|
What is Document
Analysis?
Document analysis includes:
- gathering information used in a formal description
of the electronic text
- studying the content and structure of the
documents:
- identifying and naming the components of some
class of documents
- specifying their interrelationships
- naming their properties
No serious project to produce electronic
texts should try to skip the document analysis phase.
Why is Document Analysis Essential?
Because you must know:
- if you use the TEI encoding scheme, which parts of
the TEI do you need?
- if you extend the TEI scheme, what must you
add?
- if you design your own XML markup, what needs to be
in the document type definition?
- if you don't use XML, what aspects of your
documents will you mark, and how?
Steps in Document Analysis
- Define the environment:
- your requirements
- external requirements
- the document universe
- the set of document types.
- Define the textual features you care about.
- Identify the relationships among the
features.
- Enrich the collection of text features.
Step 1a: Define Your Goals
- goals and objectives
- scope
- internal and external constraints
- intended and foreseeable uses of information
- functions of the XML application:
- publishing (paper, CD-ROM, network)
- database retrieval
- hypertext navigation
- electronic review and comment
- document interchange
- etc., etc.
Step 1b: Identify Relevant Standards
Step 1c: Document Universe
What documents are you talking about?
- what is, or what should
be?
- many similar items (Taisho Tripitaka)?
- or one unique item (the Oxford English
Dictionary)?
- what information in which documents?
- how many different kinds of documents?
Step 1d: Gathering Samples
Construct a set of samples to analyze, including:
- typical samples as well as special cases:
- typical
- unusual but within bounds
- off the wall
- short examples and long ones
- current documents and old ones
- not just printed samples
- all the parts, all associated documents
Step 2: Define Features
What is a feature?
- large structural units (table of contents, body,
front matter, chapter, ...)
- smaller structural units within the larger
(headings, figures, lists, ...)
- non-structural units conveying specialized
information: (italics, hypertext links, people's names,
dates, topical keywords, technical terms, ...)
How Big is a Feature?
As large or small as it needs to be.
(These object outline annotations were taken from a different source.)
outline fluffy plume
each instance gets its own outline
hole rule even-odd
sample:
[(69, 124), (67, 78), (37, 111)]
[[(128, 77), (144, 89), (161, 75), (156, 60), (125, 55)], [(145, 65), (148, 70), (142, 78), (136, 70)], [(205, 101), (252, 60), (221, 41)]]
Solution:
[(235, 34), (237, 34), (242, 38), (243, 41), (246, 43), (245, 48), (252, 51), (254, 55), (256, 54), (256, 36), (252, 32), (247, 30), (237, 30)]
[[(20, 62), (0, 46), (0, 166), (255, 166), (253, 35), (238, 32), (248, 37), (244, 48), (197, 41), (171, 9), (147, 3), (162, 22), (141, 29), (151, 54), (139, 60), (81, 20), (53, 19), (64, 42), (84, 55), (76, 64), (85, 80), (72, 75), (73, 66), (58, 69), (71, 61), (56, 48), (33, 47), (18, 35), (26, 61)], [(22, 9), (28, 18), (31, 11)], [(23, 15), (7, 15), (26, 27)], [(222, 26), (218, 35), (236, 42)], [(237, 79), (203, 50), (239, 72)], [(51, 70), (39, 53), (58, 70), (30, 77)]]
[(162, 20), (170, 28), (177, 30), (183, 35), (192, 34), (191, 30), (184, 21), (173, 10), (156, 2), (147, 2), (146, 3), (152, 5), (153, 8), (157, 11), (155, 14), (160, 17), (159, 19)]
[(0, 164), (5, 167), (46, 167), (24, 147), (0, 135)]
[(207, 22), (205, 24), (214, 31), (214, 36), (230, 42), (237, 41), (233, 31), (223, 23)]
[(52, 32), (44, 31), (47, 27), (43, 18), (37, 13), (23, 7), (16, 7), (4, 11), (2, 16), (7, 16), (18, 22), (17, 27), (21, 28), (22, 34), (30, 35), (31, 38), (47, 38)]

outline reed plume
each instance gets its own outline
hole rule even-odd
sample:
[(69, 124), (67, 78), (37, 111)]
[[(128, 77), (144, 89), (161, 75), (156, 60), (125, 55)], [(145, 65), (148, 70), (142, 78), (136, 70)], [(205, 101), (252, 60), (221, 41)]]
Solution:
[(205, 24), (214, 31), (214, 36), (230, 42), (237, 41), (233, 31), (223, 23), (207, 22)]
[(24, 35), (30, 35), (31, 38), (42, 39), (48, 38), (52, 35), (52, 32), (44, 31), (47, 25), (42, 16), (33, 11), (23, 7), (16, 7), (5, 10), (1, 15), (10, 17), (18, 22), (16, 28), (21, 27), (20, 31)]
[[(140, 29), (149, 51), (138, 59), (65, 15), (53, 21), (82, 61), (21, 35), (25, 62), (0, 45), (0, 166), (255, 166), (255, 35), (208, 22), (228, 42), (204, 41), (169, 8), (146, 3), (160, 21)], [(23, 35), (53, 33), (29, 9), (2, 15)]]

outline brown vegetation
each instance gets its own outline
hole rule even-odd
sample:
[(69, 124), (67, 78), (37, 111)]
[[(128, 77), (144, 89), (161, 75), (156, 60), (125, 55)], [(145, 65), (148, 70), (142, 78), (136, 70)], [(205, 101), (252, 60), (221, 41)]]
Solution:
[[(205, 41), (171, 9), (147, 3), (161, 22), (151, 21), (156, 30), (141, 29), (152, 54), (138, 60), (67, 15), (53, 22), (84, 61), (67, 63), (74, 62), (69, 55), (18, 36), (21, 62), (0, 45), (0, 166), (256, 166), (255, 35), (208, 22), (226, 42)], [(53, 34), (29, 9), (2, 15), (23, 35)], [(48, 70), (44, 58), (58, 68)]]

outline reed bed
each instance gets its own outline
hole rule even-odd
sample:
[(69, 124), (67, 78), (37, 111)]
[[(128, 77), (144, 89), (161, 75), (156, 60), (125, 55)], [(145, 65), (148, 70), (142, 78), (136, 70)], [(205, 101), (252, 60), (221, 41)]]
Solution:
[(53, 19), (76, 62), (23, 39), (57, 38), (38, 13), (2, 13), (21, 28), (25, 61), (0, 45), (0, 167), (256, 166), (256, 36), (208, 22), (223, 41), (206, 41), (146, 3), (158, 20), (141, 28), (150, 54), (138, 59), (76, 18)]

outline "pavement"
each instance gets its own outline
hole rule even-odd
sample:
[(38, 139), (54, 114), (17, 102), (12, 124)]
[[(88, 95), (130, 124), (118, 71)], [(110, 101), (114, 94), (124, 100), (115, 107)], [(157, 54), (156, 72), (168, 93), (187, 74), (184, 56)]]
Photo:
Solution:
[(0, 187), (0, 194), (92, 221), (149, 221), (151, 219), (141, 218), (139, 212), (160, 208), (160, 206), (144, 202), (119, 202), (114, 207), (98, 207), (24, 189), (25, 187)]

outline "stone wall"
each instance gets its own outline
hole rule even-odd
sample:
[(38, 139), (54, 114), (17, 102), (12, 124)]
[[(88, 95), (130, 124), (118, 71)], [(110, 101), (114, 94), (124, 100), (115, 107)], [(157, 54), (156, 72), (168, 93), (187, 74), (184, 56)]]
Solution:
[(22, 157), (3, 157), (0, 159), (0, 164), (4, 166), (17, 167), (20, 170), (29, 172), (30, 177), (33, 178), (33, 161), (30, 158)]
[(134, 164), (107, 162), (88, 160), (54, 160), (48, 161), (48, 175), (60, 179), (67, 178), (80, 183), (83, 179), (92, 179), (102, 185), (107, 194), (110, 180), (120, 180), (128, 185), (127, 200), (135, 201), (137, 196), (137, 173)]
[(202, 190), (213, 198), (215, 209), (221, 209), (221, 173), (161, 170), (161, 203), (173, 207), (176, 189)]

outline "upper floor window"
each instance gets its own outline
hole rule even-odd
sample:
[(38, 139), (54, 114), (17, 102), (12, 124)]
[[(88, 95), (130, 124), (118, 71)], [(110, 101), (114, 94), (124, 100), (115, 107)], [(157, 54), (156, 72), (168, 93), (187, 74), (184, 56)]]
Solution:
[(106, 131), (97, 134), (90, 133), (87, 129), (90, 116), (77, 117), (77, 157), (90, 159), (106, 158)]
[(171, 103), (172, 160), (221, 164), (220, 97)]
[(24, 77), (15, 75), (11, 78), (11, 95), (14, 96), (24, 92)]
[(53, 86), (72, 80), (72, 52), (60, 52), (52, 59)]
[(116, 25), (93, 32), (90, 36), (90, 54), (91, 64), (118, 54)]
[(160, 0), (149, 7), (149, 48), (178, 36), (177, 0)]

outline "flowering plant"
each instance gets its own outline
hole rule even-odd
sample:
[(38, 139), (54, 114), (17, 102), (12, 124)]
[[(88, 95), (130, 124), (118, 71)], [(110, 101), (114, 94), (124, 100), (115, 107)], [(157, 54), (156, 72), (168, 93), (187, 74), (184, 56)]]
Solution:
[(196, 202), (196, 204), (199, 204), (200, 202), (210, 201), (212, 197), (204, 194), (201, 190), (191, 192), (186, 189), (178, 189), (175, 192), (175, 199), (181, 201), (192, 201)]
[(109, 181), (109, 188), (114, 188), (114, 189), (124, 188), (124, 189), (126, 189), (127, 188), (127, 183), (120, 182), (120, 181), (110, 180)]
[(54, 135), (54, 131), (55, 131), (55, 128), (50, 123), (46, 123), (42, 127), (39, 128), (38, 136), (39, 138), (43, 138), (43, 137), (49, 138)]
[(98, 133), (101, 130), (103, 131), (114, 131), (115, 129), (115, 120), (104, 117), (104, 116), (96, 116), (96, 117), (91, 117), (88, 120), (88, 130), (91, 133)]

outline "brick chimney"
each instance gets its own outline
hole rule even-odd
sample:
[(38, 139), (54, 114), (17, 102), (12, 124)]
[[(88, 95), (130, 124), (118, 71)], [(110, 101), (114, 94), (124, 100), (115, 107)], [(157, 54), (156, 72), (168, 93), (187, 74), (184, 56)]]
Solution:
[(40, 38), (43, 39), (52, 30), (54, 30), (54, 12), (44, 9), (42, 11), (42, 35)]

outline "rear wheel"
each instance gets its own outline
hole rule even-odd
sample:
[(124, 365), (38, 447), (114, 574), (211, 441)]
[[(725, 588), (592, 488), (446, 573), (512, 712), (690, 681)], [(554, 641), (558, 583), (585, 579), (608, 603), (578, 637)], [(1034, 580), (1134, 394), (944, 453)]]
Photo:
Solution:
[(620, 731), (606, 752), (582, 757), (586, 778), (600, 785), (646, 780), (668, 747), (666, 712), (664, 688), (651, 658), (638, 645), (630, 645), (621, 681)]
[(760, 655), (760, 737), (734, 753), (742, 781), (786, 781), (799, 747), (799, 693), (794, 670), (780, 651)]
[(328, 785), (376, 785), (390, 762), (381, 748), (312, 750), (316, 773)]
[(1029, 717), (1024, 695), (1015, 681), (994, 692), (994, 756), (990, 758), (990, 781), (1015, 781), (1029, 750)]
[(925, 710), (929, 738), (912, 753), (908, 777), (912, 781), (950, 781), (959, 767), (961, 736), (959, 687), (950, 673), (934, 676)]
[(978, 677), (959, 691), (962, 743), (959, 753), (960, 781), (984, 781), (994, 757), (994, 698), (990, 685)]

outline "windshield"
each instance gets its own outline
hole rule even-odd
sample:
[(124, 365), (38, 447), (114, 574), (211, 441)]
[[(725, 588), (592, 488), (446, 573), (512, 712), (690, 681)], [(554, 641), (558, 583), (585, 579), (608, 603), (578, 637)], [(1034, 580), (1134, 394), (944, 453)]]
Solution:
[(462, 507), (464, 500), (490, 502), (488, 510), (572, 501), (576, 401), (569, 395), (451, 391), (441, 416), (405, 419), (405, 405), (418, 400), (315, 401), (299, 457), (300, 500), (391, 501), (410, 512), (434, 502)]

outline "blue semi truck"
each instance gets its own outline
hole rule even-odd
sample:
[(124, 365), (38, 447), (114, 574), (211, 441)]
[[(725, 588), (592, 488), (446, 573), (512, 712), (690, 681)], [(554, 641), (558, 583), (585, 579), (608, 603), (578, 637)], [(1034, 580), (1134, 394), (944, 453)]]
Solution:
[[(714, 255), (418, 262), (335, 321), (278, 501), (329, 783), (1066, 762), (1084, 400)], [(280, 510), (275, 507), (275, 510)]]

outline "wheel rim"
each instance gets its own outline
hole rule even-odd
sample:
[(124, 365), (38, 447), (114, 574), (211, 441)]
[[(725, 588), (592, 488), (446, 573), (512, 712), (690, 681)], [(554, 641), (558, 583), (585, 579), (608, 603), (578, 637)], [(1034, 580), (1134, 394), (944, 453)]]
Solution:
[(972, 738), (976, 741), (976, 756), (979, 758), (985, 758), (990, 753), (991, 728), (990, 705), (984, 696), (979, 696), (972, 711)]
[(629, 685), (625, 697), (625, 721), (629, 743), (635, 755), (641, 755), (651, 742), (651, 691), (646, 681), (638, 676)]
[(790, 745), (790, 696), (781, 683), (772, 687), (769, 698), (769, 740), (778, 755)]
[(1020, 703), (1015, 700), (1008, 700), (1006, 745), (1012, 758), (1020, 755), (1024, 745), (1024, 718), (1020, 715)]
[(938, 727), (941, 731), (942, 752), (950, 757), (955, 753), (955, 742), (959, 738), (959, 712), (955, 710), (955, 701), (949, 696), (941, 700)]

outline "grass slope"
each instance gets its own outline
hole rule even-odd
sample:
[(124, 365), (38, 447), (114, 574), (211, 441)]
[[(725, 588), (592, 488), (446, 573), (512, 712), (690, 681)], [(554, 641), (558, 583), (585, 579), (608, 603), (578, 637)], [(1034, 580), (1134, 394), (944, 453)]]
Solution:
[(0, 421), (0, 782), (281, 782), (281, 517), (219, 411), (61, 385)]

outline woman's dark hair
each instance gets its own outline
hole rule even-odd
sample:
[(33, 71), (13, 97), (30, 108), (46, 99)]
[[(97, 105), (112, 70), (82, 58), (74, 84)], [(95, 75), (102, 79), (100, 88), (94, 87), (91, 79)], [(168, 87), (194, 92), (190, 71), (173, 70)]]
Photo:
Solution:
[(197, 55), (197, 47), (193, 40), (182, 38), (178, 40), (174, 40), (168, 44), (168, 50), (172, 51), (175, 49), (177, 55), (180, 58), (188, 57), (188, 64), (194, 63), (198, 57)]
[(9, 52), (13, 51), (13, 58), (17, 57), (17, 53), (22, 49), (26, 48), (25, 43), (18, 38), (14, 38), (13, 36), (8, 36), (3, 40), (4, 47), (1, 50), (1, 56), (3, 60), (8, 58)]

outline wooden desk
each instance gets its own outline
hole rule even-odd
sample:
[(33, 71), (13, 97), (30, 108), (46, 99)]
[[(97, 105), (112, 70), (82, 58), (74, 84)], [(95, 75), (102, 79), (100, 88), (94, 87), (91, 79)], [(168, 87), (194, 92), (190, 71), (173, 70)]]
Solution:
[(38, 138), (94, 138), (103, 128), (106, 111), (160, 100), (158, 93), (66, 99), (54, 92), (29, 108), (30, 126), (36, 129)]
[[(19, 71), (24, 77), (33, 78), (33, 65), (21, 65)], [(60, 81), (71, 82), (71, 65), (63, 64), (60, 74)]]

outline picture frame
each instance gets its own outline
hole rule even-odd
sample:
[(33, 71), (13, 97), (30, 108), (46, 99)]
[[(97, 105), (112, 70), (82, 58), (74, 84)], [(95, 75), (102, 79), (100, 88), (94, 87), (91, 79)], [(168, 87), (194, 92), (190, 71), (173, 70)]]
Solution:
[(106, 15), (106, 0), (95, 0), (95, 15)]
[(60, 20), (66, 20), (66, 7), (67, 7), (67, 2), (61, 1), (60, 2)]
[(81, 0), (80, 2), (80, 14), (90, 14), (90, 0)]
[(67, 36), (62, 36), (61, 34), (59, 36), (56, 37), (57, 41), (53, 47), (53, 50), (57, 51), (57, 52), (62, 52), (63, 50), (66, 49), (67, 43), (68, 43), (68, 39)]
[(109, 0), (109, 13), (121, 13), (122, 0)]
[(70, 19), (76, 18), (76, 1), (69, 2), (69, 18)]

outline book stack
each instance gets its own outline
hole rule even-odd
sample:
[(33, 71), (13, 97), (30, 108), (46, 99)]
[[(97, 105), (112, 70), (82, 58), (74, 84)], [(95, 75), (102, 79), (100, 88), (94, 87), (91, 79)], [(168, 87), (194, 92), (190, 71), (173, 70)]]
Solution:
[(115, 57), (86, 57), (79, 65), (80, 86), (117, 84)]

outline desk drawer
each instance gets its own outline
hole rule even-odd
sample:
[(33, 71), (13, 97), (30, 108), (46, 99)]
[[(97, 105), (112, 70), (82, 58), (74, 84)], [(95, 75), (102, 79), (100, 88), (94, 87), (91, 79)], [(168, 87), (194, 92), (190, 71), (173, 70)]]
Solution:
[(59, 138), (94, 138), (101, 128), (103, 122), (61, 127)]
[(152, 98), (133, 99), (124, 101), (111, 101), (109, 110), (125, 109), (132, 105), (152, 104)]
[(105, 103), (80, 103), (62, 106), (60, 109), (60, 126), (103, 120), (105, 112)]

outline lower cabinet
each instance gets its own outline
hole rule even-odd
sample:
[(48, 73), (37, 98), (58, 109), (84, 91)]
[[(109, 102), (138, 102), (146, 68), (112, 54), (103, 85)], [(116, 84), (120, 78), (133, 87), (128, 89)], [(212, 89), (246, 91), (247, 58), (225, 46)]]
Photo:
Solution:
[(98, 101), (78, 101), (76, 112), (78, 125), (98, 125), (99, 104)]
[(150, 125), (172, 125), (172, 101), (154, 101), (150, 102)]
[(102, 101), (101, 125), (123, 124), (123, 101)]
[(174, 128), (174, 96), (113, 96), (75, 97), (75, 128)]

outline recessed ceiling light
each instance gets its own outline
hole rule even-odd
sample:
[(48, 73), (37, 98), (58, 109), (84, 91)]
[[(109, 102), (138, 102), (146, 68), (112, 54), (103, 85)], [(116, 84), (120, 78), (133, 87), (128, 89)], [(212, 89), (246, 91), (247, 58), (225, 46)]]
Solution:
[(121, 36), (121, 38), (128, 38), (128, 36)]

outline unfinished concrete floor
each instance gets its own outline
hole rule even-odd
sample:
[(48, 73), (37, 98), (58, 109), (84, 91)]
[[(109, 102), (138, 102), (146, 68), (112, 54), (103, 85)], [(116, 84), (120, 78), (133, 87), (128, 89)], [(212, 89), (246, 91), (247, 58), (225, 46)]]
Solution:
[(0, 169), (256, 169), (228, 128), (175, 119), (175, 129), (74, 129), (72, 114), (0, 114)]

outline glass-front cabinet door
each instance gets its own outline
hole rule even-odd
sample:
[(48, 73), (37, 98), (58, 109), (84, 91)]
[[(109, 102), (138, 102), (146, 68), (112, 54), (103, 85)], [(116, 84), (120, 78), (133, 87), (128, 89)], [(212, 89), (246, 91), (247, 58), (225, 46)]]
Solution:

A feature might
be:
- the entire dictionary
- a section of the dictionary
- an entry in the dictionary
- the head-word in the dictionary
- a syllable within the head-word
Not all features are visible in the output: status
information, internal editorial notes (one editor to the
other: ‘How can you SAY
that?’)
Principles of Feature Definition
Something is a good candidate for definition as a feature
if:
- it looks different from the rest of the text
- it requires different processing
- you may want to find it easily later
- you may want to point at it from elsewhere
- it is a nameable part of the structure of the text
(chapter, note, quotation, ...)
- it fills a clear function in the hierarchy of the
text
- it is information of a specialized and interesting
type
How Many Features?
Academica Sinica, 128, Sec.2,
Yanjiuyuan lu, Nangang, Taipei
- One feature:
name-and-address.
- Two features:
organization-name and
organization-address.
- Three features:
name-and-address, which contains
organization-name and
organization-address.
How Many features?
Academica Sinica, 128, Sec. 2,
Yanjiuyuan lu, Nangang, Taipei
- Eight features:
name-and-address,
organization-name,
street-address,
house-number,
street-section,
street-name,
district,
city.
- Fifteen features: nine word
and six punctuation.
- Five features: address,
name (type=organization), three
address-line.
Choosing a Feature Analysis
The analysis of a sample text should ideally be:
- true
- useful
- simple enough to use
These features do not always co-exist.
In case of doubt, choose truth over an apparently useful
lie.
Why Identify features at All?
So you can:
- put all the technical terms into the draft
glossary
- print all personal names in blue, all names of
places in green
- find all occurrences of the word
hypertext, but only in section
headings, not in footnotes
- ensure that all announcements of public events
specify the date, time, location, and sponsor of the
event, as well as giving a description
- automatically maintain cross references and
indices
- create links in hypertext applications
Step 3: Identify Relationships
- hierarchy of containers (a part contains chapters,
which contain sections)
- sequence (front matter precedes body, which precedes
back matter)
- alternation: either A or B, but not both
- occurrence (occurs once? many times?
optional?)
- semantic groups: collections of similar
things
- syntactic groups: items which can appear in similar
places
Step 4: Enrich the Collection
- non-printing information: bibliographic and
cataloging data, subject keywords, identity of encoder,
circumstances of production
- control information: status tracking, routing and
process control information, confidentiality
- gaps in semantic groups: we have three reasons
something might be italic; are there more?
- gaps in syntactic groups: what else can
occur at the beginning of a new chapter?
Knowing When to Stop
What is `enough' document analysis?
How can you tell you're done?
- a place for everything and everything in its
place
- tag a sample: can you tag everything you see?
- have you identified everything you'll want to point
at, search for, search within, sort by, or process
specially?
- is the set of features good enough to go on
with?
- does this feature set provide a good foundation for
later growth and change?
What is Good Enough?
Don't over-stress the applications you foresee: in the
future, other applications and problems will take their
place. But it's not enough for markup to be useful
eventually: it can and should be made useful
now:
- can you search it acceptably?
- can you process it acceptably?
- can you display it on screen?
- can you print it?
- can you produce this level of markup with current
procedures?
Document Analysis: Conclusions
Document analysis forces you to:
- clarify your needs and interests
- identify clearly the textual features of critical
importance for your work
It thus prepares you to:
- identify TEI tags you will need
- identify desirable or necessary extensions to the
TEI encoding scheme
- define new XML elements if necessary
|